Despite these caveats, our findings contribute to the growing body of evidence that fibromyalgia has an epigenetic fingerprint. Previous epigenetic studies in fibromyalgia and related disorders have reported differential methylation in genes related to the nervous system, immune function, and stress response . Our results add new candidate genes (e.g., AFAP1, RNASEH2C) to this list, highlighting pathways involving cytoskeletal signalling and nucleic acid metabolism/immune activation that have not been widely linked to fibromyalgia before. Interestingly, these pathways resonate with some hypothesized mechanisms in fibromyalgia – for instance, neuroinflammation and glial activation have been proposed in central sensitization, and here we find epigenetic changes in an inflammation-related gene (AFAP1) and an immune DNA-sensing enzyme (RNase H2). This opens up avenues for further research: investigating whether these epigenetic changes correspond to altered gene expression in patient immune cells, or if they correlate with clinical features (pain severity, fatigue levels, etc.). If confirmed, such methylation markers could also potentially be used to monitor disease progression or responses to therapy (epigenetic marks are generally stable, but certain interventions or lifestyle changes might normalize pathological methylation profiles).

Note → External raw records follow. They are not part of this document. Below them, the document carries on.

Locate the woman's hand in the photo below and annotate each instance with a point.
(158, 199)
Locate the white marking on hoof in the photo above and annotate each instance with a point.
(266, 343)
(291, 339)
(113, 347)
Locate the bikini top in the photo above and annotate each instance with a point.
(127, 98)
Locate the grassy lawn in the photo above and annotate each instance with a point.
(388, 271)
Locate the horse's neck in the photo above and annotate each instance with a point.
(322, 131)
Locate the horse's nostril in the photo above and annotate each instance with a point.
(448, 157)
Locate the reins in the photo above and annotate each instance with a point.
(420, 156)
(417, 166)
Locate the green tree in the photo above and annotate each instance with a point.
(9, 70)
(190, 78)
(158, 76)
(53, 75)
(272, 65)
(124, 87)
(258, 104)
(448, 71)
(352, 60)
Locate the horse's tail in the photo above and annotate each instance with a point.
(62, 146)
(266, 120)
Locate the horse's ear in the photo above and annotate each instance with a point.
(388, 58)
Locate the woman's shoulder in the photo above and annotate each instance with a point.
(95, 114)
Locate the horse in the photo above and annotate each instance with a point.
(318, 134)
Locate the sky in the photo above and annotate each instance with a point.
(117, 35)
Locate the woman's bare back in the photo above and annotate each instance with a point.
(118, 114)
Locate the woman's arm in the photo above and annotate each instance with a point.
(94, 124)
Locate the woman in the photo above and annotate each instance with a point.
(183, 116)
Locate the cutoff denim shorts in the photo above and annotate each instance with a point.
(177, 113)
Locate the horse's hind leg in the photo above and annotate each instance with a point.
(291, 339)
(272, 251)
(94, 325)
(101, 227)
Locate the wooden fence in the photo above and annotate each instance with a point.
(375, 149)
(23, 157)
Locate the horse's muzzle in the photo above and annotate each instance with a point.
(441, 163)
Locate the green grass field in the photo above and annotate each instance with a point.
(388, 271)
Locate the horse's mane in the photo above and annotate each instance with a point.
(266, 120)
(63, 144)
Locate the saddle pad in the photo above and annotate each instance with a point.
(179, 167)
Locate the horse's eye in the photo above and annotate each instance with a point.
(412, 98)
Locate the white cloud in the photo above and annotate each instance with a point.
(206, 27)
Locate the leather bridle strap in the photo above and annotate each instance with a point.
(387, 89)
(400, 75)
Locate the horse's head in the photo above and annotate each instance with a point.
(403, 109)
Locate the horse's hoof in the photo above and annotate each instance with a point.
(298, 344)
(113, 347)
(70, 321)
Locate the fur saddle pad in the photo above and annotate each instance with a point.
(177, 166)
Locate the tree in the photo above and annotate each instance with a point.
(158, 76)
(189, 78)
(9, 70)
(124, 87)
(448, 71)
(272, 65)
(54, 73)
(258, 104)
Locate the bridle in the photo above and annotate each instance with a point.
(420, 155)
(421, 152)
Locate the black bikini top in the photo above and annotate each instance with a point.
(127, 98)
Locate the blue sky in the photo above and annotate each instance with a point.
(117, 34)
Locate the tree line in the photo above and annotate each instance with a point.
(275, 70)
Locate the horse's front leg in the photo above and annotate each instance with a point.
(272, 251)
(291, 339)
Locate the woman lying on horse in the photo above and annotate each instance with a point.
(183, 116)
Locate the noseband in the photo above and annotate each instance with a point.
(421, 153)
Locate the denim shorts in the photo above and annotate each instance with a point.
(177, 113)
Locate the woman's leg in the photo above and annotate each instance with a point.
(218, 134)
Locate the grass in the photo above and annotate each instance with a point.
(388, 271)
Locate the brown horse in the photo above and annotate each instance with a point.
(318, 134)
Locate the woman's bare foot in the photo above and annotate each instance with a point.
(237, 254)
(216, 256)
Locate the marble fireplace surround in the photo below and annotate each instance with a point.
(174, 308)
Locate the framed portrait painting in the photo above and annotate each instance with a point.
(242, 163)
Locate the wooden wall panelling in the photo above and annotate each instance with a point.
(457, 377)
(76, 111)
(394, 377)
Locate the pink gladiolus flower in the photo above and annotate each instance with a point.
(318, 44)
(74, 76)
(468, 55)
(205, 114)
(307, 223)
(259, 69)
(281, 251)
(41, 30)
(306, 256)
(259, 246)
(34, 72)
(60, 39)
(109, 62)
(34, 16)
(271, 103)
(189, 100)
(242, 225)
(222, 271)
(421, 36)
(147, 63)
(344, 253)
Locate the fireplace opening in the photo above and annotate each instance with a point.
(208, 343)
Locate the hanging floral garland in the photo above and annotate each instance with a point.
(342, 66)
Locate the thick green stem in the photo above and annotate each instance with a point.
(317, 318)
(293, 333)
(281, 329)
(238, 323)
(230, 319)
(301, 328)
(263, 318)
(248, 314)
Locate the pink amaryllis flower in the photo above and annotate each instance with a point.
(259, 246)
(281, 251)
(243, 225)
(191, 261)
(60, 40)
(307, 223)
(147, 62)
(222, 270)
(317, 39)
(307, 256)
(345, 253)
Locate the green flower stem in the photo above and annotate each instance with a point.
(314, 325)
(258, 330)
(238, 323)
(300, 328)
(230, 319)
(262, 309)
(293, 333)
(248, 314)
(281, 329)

In summary, our epigenome-wide analysis of saliva DNA identified a reproducible methylation signature associated with fibromyalgia. Five specific CpG sites across the genome showed significantly lower methylation in fibromyalgia patients compared to controls, and a composite average of these five sites yielded an even stronger separation between the groups. This suggests that fibromyalgia is accompanied by coordinated epigenetic alterations that can be detected peripherally. The involved genes – such as AFAP1, RNASEH2C, and a ubiquitin-pathway pseudogene – hint at underlying mechanisms related to inflammatory signalling and immune regulation in fibromyalgia. While preliminary, these findings raise the possibility of developing a methylation-based biomarker panel to assist in fibromyalgia diagnosis, a condition that currently lacks objective laboratory tests. Future studies should aim to replicate these results in independent cohorts (including blood-based methylation analyses), explore the functional consequences of these epigenetic changes, and evaluate the predictive power of the 5-CpG methylation index for clinical use. Ultimately, a better understanding of fibromyalgia’s epigenetic landscape may not only improve diagnosis but also uncover novel targets for therapeutic intervention in this challenging chronic pain disorder.